[REINDEXING SERVICE] Question about how it works

37 views
Skip to first unread message

stefano

unread,
Dec 14, 2018, 8:21:36 AM12/14/18
to Fedora Community
Hello everyone,

I'm pretty new to Fedora and I'm experiencing some troubles understanding how the Reindexing service works.
I read the documentation but couldn't achieve to fulfill a particular scenario.

I'm using Fedora 4.7.4 with Solr Indexing using a ldpath.custom transformation and everything works fine.

My system though might require a reindex at some point, depending on the requirements in term of fields indexed in Solr. 

So the scenario is:
My documents in Solr don't index all the informations (fields) for the related contents in Fedora repo, but just those fields configured with ldpath.
I thought that adding a new field in the ldpath transformation and invoking the reindexing service would have been enough to index the new configured field in Solr.
But that's not true. So I think I probably misunderstood how the reindexing service works. 
Still, If I trigger an update on a content from fedora I can see the new field in Solr. 
Do I have to write a custom service that triggers an update of all the contents in fedora repo to index the new field?
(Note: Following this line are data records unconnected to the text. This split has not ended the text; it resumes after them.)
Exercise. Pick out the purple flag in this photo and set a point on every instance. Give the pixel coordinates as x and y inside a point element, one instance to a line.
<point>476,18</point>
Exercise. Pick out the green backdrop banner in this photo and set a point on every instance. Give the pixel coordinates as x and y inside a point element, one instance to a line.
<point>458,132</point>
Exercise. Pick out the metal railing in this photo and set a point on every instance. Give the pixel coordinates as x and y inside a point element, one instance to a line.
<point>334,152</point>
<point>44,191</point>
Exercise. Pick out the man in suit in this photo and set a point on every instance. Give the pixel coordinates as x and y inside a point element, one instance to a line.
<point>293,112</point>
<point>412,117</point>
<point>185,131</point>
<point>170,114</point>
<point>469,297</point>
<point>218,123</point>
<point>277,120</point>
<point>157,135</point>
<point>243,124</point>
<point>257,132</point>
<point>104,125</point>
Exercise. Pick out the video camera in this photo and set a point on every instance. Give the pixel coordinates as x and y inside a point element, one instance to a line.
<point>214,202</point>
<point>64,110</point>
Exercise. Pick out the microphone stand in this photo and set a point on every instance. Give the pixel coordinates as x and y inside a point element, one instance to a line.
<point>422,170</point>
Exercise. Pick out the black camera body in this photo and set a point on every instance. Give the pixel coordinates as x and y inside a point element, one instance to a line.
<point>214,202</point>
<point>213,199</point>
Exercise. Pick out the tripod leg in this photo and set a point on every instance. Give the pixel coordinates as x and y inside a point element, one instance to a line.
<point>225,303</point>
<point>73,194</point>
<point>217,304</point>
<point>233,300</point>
Can anyone please give me some hints on how to overcome this problem?

Thank you very much,
Stefano

Peter Matthew Eichman

unread,
Jan 17, 2019, 11:53:03 AM1/17/19
to fedora-c...@googlegroups.com
Stefano,

Sorry for the delay in getting back to you. Can you provide more details on how you are invoking the reindexing service after you have updated your field definitions in the ldpath?

The reindexing service requires you to specify both a) the path you would like to start reindexing from, and b) which destination queues you want the reindexing messages sent to.

The reindexer will traverse the LDP hierarchy in your repository (i.e., it will recursively follow any ldp:contains predicates it finds on the resource at the initial path you send it) and send a reindexing message to the destination queue(s) for each of resources it finds.

Example: If you want to reindex http://localhost:8080/fcrepo/rest/my/resource (and all of its LDP children), you would call the reindexing service like this:

curl -X POST http://localhost:9080/reindexing/my/resource -H 'Content-Type: application/json' -d '["activemq:queue:solr.reindex"]'

I hope this helps, and please let us know if you have any further questions,
-Peter


--
You received this message because you are subscribed to the Google Groups "Fedora Community" group.
To unsubscribe from this group and stop receiving emails from it, send an email to fedora-communi...@googlegroups.com.
For more options, visit https://groups.google.com/d/optout.


--
Peter Eichman
Senior Software Developer
University of Maryland Libraries

stefano

unread,
Jan 18, 2019, 6:19:02 AM1/18/19
to Fedora Community
Hello Peter,

Thank you a lot for your answer.

I'll try to give you more infos about my scenario. I'm pretty sure the Solr reindexing is somehow failing in my environment, probably due to some misconfiguration. 
I'm actually invoking the reindexing service as you said:

http://<hostname>:<port>/reindexing/path/to/the/resource

where  the URL to access the resource on fcrepo is:

http://<hostname>:<port>/fcrepo/rest/path/to/the/resource

I'm using postman, setting the header Content-Type = application/json and with the following body:

["broker:queue:solr.reindex"]

This actually triggers some actions on Solr (I'm going to post parts of its log), but the result is not what I would expect.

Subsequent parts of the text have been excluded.